Goffman's (1959/1990) dramaturgical approach to the understanding of everyday life suggests that conventional music therapy may be viewed as backstage performances. In this perspective, therapy may provide the client with the necessary preparation for entering the different settings of everyday public life. Recently, a discourse on community music therapy has emerged, which suggests that also front stage performances may be essential elements of (some) music therapy processes. Music therapy "goes public," so to say. Or, since public performances most likely have a long but somewhat undocumented history in music therapy, it is probably more correct to state that public aspects of music therapy practices may be acknowledged and given a new conceptual frame (Stige, 2003).

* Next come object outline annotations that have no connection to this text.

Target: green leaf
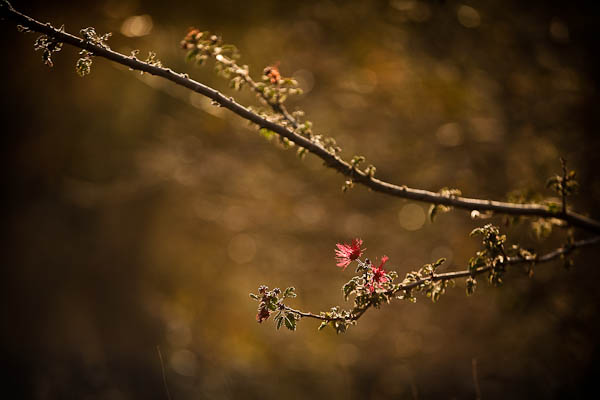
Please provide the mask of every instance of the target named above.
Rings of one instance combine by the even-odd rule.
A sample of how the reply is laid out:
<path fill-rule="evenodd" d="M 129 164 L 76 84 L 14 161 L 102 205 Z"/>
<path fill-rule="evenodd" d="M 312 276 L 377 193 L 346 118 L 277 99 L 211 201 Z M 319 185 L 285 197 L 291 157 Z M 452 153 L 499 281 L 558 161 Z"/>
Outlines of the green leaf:
<path fill-rule="evenodd" d="M 296 330 L 296 318 L 295 318 L 294 314 L 286 313 L 285 316 L 283 317 L 283 320 L 285 322 L 286 328 L 288 328 L 290 331 Z"/>
<path fill-rule="evenodd" d="M 265 139 L 267 139 L 267 140 L 273 139 L 273 136 L 276 135 L 275 132 L 273 132 L 273 131 L 271 131 L 271 130 L 269 130 L 267 128 L 260 128 L 260 130 L 258 131 L 258 133 L 260 133 L 260 135 L 262 137 L 264 137 Z"/>
<path fill-rule="evenodd" d="M 289 288 L 285 289 L 283 291 L 283 297 L 287 298 L 287 297 L 291 297 L 294 298 L 296 297 L 296 293 L 295 293 L 296 288 L 293 286 L 290 286 Z"/>
<path fill-rule="evenodd" d="M 477 280 L 475 278 L 470 277 L 467 278 L 467 296 L 471 296 L 475 293 L 475 288 L 477 287 Z"/>

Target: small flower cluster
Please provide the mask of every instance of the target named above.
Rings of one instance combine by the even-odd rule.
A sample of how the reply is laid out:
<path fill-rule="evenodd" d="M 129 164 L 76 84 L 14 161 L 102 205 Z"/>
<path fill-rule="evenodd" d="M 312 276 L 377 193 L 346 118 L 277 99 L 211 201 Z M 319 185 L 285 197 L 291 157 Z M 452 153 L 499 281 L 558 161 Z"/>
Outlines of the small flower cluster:
<path fill-rule="evenodd" d="M 252 112 L 294 131 L 333 154 L 341 151 L 335 139 L 313 133 L 312 123 L 302 120 L 303 111 L 287 111 L 284 102 L 288 99 L 288 96 L 300 95 L 302 89 L 296 79 L 282 75 L 279 63 L 265 67 L 261 79 L 255 81 L 250 76 L 248 66 L 239 65 L 236 62 L 240 58 L 237 48 L 230 44 L 224 44 L 221 37 L 217 35 L 190 28 L 180 46 L 187 51 L 187 60 L 195 61 L 199 65 L 203 65 L 209 58 L 214 58 L 217 72 L 224 78 L 229 79 L 231 88 L 235 90 L 241 90 L 244 87 L 249 88 L 269 108 L 269 111 L 252 109 Z M 275 132 L 262 127 L 260 128 L 260 134 L 268 140 L 276 136 L 279 137 Z M 284 148 L 294 145 L 287 138 L 281 138 L 280 142 Z M 302 147 L 298 149 L 298 156 L 303 157 L 305 154 L 306 149 Z M 367 173 L 372 176 L 374 172 L 373 167 Z"/>
<path fill-rule="evenodd" d="M 65 26 L 62 25 L 58 30 L 64 32 Z M 52 61 L 52 55 L 58 53 L 62 49 L 62 42 L 59 42 L 48 35 L 41 35 L 33 44 L 33 49 L 35 51 L 42 50 L 42 61 L 44 61 L 44 64 L 48 67 L 53 67 L 54 62 Z"/>
<path fill-rule="evenodd" d="M 277 329 L 284 325 L 291 331 L 296 330 L 296 322 L 300 319 L 297 312 L 286 309 L 283 301 L 287 298 L 296 297 L 295 289 L 289 287 L 283 292 L 279 288 L 269 290 L 267 286 L 260 286 L 258 294 L 250 293 L 250 297 L 258 301 L 258 312 L 256 314 L 256 322 L 259 324 L 269 319 L 271 314 L 275 312 L 275 326 Z"/>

If performances are interactive events, the audience's power goes beyond that of evaluating the quality of the performance and the competency of the performers. In return, performers are not reduced to qualified transmitters of predefined structures. The values, choices, and powers of each attendant and group of attendants come into play and interplay. Paraphrasing Berthold Brecht we may then argue that music and art is not only a mirror held up to reality; it may also be a hammer with which to shape it. When working with the empowerment of clients, performance then obviously may be one of the tools we would want to use. Since empowerment is about the relationship between individual and community, this also illuminates how communities may be viewed as works in progress, maintained and developed by performances.

References

Askew, Kelly M. (2002). Performing the Nation. Swahili Music and Cultural Politics in Tanzania. Chicago: The University of Chicago Press.

Goffman, Erving (1959/1990). The Presentation of Self in Everyday Life. London: Penguin Books Ltd.

Stige, Brynjulf (2003). Elaborations toward a Notion of Community Music Therapy. Oslo: Unipub.

Turner, Victor W. (1967). The Forest of Symbols: Aspects of Ndembu Ritual. Ithaca, NY: Cornell University Press.

Turner, Victor W. (1986). The Anthropology of Performance. New York: PAJ Pulications.